Мне так хочется объяснить тебе, что все нормально, что это ничего страшного – ну да, кажется, что мороз, злость и серость теперь отвечают за твое сердце, но это только кажется. Только кажется.
Мне хочется сказать, что ты живая, и потому – с тобой все в порядке, все хорошо, а ты начинаешь плакать, едва услышав это «живая», и сквозь слезы пытаешься обьяснить мне, что ничего такого в себе не чувствуешь, что это другие – о силе, красоте и жизни, а ты – так, просто; бог пожал плечами и ты родилась с этого жеста: ну, есть я, и что?
Мне так хочется, чтобы ты перестала плакать, перестала носить за спиной тоску, и в груди – тоску, чтобы сердце твое не сжималось каждый раз, когда ты думаешь о том, что будет завтра, что было вчера и есть сегодня. Чтобы ты ощущала себя – свободной.

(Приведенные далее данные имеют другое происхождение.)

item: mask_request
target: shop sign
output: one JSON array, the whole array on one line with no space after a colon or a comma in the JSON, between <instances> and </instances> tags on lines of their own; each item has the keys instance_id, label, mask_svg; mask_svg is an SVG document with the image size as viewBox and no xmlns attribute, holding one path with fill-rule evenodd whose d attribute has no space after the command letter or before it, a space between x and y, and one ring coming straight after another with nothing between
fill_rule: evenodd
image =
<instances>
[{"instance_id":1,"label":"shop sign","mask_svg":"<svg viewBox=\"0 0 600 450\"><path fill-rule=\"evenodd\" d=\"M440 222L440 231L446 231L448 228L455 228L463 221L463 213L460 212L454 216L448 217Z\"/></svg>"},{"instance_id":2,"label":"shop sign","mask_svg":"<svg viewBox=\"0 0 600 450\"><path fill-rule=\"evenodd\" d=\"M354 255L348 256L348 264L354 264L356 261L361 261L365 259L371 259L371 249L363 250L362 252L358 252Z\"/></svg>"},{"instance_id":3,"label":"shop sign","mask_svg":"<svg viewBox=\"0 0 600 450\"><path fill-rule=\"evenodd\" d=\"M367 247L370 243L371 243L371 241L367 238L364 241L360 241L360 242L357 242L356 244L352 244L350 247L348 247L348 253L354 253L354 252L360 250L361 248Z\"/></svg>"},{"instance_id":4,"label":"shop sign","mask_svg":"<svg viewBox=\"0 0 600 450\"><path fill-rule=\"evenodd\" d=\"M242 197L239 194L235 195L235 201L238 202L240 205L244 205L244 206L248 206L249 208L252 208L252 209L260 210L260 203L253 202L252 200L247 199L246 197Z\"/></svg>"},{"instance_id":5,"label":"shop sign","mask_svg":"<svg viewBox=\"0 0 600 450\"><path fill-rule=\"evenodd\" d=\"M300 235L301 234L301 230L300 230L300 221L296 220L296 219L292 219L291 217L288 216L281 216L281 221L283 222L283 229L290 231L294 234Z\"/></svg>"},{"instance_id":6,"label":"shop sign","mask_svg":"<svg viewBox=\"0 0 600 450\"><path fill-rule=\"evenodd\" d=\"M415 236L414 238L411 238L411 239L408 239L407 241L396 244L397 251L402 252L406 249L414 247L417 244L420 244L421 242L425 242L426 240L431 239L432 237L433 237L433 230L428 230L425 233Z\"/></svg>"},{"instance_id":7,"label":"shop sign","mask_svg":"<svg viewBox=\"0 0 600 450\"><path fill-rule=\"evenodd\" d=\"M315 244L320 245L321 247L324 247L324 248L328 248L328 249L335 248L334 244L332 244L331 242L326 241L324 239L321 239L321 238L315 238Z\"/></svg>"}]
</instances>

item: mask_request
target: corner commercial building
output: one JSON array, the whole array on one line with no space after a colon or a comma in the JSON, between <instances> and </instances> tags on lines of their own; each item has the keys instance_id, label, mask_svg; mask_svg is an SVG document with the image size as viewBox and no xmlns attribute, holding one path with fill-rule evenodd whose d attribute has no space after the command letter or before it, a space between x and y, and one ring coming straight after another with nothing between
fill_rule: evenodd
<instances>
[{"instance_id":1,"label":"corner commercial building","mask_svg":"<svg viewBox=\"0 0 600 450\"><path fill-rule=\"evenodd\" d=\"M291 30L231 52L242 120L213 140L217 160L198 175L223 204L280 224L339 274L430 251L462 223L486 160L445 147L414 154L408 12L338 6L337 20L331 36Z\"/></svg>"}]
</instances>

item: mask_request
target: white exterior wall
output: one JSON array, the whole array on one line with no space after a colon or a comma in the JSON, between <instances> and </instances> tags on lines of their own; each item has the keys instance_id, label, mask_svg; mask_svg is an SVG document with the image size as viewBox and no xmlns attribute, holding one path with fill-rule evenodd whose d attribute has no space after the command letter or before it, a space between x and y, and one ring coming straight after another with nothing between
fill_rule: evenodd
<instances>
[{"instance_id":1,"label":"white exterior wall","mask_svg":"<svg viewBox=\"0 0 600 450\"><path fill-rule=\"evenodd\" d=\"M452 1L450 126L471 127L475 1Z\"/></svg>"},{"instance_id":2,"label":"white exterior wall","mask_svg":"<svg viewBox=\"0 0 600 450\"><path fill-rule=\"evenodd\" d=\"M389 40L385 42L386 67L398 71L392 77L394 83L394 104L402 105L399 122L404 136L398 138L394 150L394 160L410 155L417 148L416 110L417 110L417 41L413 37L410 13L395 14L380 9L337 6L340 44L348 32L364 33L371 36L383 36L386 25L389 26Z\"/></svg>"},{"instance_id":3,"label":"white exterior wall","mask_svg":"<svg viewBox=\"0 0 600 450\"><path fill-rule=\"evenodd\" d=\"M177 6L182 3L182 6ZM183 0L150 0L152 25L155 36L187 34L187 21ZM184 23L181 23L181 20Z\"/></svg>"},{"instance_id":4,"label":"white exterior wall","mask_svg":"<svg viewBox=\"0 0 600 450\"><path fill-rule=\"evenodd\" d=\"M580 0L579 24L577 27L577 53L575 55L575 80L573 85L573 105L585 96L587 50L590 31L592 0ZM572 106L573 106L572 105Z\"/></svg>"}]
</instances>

Чтобы ты ощущала себя частью (удивительно красивой частью) всей картины мира, этого звенящего бытия. И одновременно – чувствовала себя целостной, самоценной, ну, знаешь, без этого: я стою столько, сколько стоит моя работа. Потому что ну кто здесь выдает зарплату за преображение мира? Как миру с тобой расплачиваться за особенно интересный сон, который ты увидела почти под утро, за твое великодушное желание не рассердиться, стоя долго на остановке, за узор, который ты разглядела на замерзшем окне?
Я о том, что ты можешь несколько лет работать над каким-то Очень Важным проектом, и не чувствовать ни наполненности никакой, ни фидбека. А потом, допустим, станцевать, на берегу: просто так, не задумываясь, как это выглядит со стороны – и в танце сотворить мир.
Столько времени оттачивать это умение быть взрослой, держать спину и дистанцию, а потом обнаружить, что в самые чудесные моменты – встречая того, за кем сильно скучала, ныряя в воду, даря и получая подарки, испытывая восторг и счастье – ведешь себя как ребенок, которого обожают.
Ты вся – букет из искр, и такого не бывает, чтобы они гасли – ну да, иногда тускнеют, но на этот случай есть искренность, есть разговоры и музыка, от которых разряды на уровне электрических, а еще – поцелуи, карты дорог, и сердце, которое чутко откликается на своих, и вообще на все настоящее.